Two separate and distinct thoughts vied for prominence in her madly scrambling mind. The men from town had followed her to this isolated location and were going to finish what they’d started on the road. Or one of the ghosts she’d sensed in this place of death had snuck up behind her.

If the men were after her, her next act might have been rational. Fumbling in her purse, she pulled out the gun she’d just bought and slipped her finger through the trigger guard as she whirled around—prepared to shoot the enemy.

Her heart leaped into her throat when she found herself facing Andre.

He was wearing a tee shirt, jeans and muddy work boots. His face and shirt were streaked with perspiration, and he was staring at her with an expression that mirrored her own shock.

“Put down the gun,” he said in a steady voice.

“You’re dead,” she gasped, backing away from him, bumping into another crypt. Somewhere in her brain, she knew she wasn’t thinking rationally. Andre was standing in front of her—alive and well. He had been out in the bayou working. And he had followed her into the cemetery.

But she kept seeing the white burial chamber imposed on his image. And she kept the gun pointed at him, the weight of the weapon reassuring.

“No. I’m very much alive.”

“But … your name.” Without lowering the weapon, she gestured toward the crypt.

“That’s my grandfather.”

“Your grandfather,” she repeated. Suddenly she felt dizzy. Closing her eyes, she pressed her free hand to her temple. “Andre. What just happened to me?” she whispered.

He answered with his own question. “Where did you get that gun?”

“In town,” she said, lowering the weapon, feeling now like it was weighing down her hand.

“Put it away, before somebody gets hurt.”

“Right.” As she eased her finger away from the trigger and carefully put the weapon back in her purse, realization slammed into her.

“I could have shot you,” she wheezed.

“You didn’t.”

“What’s happening to me?” she asked again, pressing her fingers to her temple.

“I don’t know.”

Suddenly it was important to explain why she had been so startled. “There are no dates on the gravestone,” she whispered.

He kept his voice even. “They’re at the foot of each marker.” He moved past her, brushed away leaves and pointed.

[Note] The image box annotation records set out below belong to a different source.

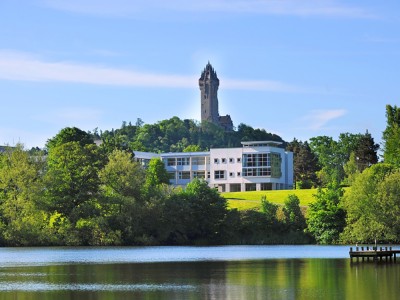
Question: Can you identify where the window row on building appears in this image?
[135,141,293,192]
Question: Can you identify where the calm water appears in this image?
[0,246,400,300]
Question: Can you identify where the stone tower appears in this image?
[199,62,219,124]
[199,62,233,131]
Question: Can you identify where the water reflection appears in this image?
[0,247,400,300]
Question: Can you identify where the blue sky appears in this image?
[0,0,400,148]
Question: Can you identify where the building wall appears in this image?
[135,142,293,192]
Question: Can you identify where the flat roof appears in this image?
[241,141,283,147]
[160,152,210,157]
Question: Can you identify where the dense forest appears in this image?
[0,105,400,246]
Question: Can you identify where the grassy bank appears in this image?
[221,189,317,210]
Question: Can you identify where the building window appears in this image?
[242,153,282,178]
[192,156,206,166]
[193,171,206,179]
[214,170,225,179]
[167,158,176,166]
[178,172,190,179]
[176,157,190,166]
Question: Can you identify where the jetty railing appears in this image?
[349,246,400,262]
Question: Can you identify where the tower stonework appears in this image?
[199,62,233,131]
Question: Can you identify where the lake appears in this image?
[0,246,400,300]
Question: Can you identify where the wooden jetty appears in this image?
[349,246,400,262]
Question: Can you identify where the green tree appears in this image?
[342,163,397,243]
[354,130,379,172]
[261,196,278,224]
[162,179,228,244]
[46,127,94,149]
[286,139,320,189]
[146,158,169,187]
[307,183,346,244]
[45,141,102,224]
[343,152,360,186]
[310,136,344,186]
[282,195,306,232]
[0,145,53,246]
[382,105,400,168]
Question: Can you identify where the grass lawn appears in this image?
[221,189,317,210]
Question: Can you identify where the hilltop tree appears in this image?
[382,105,400,167]
[307,182,346,244]
[46,127,94,149]
[286,139,319,189]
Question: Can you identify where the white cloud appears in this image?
[0,50,300,92]
[302,109,347,130]
[42,0,373,18]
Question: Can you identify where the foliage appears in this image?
[282,194,306,232]
[286,139,319,189]
[342,163,400,242]
[307,183,345,244]
[343,152,360,186]
[100,117,282,153]
[145,158,169,187]
[261,195,278,223]
[46,127,93,149]
[0,145,51,246]
[45,142,101,223]
[382,105,400,168]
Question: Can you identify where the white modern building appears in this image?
[135,141,293,192]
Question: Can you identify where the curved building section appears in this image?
[135,141,293,192]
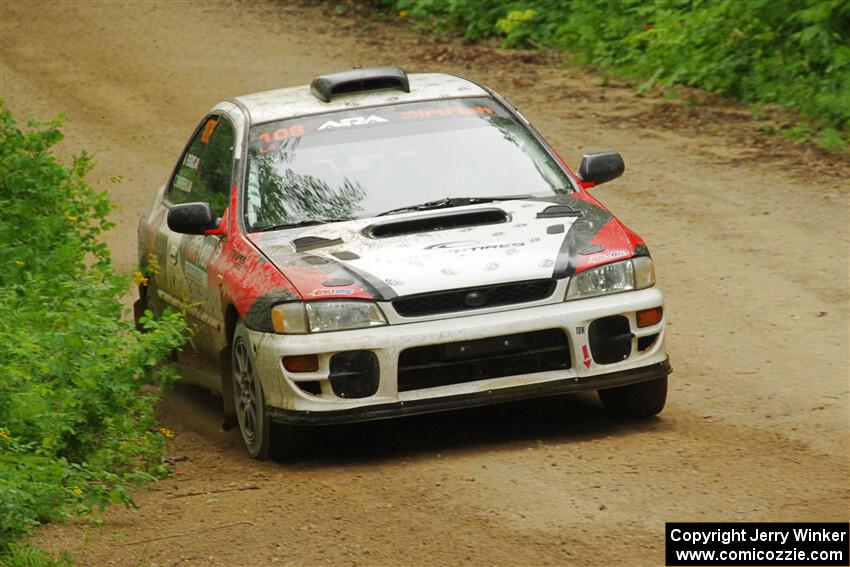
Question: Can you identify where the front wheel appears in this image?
[597,376,667,417]
[230,322,310,461]
[231,323,273,460]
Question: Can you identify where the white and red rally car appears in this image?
[136,67,670,458]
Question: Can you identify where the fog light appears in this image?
[635,307,664,327]
[283,354,319,372]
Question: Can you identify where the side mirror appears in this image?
[578,152,626,185]
[166,203,219,234]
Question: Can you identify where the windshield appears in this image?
[245,98,571,230]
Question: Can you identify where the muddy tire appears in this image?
[231,321,310,461]
[598,376,667,417]
[231,322,277,460]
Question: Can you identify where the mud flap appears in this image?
[218,346,237,431]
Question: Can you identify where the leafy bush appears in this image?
[0,101,186,560]
[379,0,850,145]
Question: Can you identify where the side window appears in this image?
[169,116,235,216]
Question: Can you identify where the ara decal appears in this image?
[319,115,389,130]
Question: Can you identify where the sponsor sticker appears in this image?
[174,175,192,193]
[319,115,389,130]
[183,154,201,171]
[307,287,354,297]
[423,240,525,253]
[587,250,629,264]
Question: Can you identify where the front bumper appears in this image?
[249,288,670,424]
[267,360,673,425]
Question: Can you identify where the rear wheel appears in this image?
[598,376,667,417]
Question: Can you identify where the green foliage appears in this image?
[0,101,186,565]
[378,0,850,145]
[0,544,74,567]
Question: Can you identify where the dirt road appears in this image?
[0,0,850,566]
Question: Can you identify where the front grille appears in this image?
[393,279,557,317]
[398,329,570,392]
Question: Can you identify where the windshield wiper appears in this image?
[251,219,346,232]
[376,195,533,217]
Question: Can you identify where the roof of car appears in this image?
[232,73,488,124]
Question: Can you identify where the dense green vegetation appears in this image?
[0,101,185,564]
[378,0,850,147]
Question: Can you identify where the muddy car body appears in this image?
[136,67,670,458]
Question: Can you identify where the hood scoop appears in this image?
[363,209,508,238]
[537,205,581,219]
[292,236,342,252]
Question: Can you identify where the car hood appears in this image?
[249,194,642,300]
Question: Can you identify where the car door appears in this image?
[166,112,238,361]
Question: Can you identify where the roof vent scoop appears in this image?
[310,67,410,102]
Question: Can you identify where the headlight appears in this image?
[272,301,387,334]
[565,256,655,300]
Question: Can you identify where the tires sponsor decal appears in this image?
[307,287,354,297]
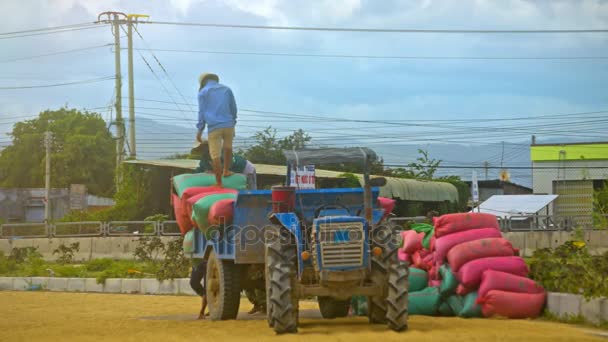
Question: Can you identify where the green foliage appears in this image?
[240,126,312,165]
[156,237,190,280]
[53,242,80,265]
[0,108,116,196]
[134,236,166,262]
[529,238,608,298]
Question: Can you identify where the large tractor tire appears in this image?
[205,251,241,321]
[317,296,350,319]
[367,225,409,331]
[266,226,298,334]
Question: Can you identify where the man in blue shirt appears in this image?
[196,73,237,186]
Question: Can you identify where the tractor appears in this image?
[193,148,409,334]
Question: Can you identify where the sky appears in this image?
[0,0,608,184]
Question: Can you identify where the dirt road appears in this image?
[0,292,608,342]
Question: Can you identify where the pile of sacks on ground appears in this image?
[399,213,546,318]
[171,173,247,248]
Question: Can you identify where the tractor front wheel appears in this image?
[205,251,241,321]
[266,226,298,334]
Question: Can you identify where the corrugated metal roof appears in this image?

She made out the dates. Andre’s grandfather had been born in the late eighteen hundreds, died in the nineteen eighties.”

“You knew him?”

“When I was a boy. He was pretty old when I was born,” Andre said, then cleared his throat. “Let’s get out of here.”

“Yes.” She wanted to get as far away as she could from this place. When he took her hand and led her to the gate, she followed willingly. But something glistening on the ground made her stop short, a strangled sound bubbling in her throat.

CHAPTER TEN

Andre shoved Morgan protectively behind him. “What?” he asked urgently.

She pointed to the gris-gris. “Another one. It’s another one.”

Still holding her back, he knelt and pushed the weeds aside, then swore. Prepared with another handkerchief, he scooped the blob up and closed his fist around it.